Canaccord analyst, M. Graham, is an admitted loser when it comes to predicting the moves in Amazon. The stock was through the roof, and more, last year and he missed it. Therefore, ergo, he’s trying to recapture lightning in a bottle now, since the stock is well off its highs.
“[Amazon’s] stock is down by about 25 percent, and the valuation is as reasonable as it has been in years,” said Michael Graham of Canaccord Genuity. “We believe Amazon’s stock is unlikely to truly retreat into ‘value’ territory as long as top-line momentum is strong, and we expect this to persist for the foreseeable future.”
“We regrettably missed last year’s big move in Amazon’s stock,” Graham said. “While we were confident in top-line growth prospects, we were concerned that margins would expand more slowly than consensus expected.
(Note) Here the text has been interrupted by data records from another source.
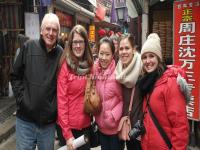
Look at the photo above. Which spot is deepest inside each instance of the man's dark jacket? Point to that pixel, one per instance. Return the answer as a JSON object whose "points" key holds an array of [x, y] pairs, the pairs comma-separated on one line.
{"points": [[33, 80]]}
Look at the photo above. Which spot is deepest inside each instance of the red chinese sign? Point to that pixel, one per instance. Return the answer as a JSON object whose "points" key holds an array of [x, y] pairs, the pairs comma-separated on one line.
{"points": [[65, 19], [92, 33], [187, 49]]}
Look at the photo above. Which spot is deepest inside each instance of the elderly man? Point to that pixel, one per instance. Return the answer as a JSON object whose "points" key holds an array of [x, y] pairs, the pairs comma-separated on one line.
{"points": [[33, 79]]}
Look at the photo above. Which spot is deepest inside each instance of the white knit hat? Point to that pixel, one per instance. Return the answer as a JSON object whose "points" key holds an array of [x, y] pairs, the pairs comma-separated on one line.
{"points": [[152, 44]]}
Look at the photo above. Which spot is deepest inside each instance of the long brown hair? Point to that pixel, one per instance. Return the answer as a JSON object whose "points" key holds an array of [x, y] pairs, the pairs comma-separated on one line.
{"points": [[87, 56]]}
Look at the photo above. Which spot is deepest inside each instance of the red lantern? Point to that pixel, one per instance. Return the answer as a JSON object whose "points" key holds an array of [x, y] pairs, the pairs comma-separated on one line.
{"points": [[102, 32]]}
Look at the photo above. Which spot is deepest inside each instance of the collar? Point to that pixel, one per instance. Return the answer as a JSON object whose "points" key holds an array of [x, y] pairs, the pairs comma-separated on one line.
{"points": [[42, 43]]}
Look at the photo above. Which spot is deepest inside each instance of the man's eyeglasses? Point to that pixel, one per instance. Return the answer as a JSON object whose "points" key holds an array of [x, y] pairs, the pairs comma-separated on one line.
{"points": [[81, 42]]}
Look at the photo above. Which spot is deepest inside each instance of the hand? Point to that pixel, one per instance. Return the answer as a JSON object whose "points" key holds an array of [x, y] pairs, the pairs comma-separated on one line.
{"points": [[70, 144]]}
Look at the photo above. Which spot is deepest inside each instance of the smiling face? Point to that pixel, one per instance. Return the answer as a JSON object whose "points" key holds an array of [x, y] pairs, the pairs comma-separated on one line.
{"points": [[126, 52], [78, 45], [150, 62], [49, 33], [105, 55]]}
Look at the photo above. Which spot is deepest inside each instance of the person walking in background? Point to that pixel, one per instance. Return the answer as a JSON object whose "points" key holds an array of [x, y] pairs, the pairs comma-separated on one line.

This view was marginally vindicated by Amazon’s fourth quarter [earnings] report, wherein the company guided for a slower margin ramp. This, combined with general market weakness, has caused the stock to drop about 25 percent since the start of the year. We are therefore taking this opportunity to upgrade the stock and re-join the majority which we believe is correct in this instance.”
Amazon is a great company. But seeing this upgrade, with a price target of $750 wreaks of jinx. I believe this man to be the very bane of research reports for Amazon. Therefore, it should probably be taken with a heavy grain of salt, until he proves otherwise.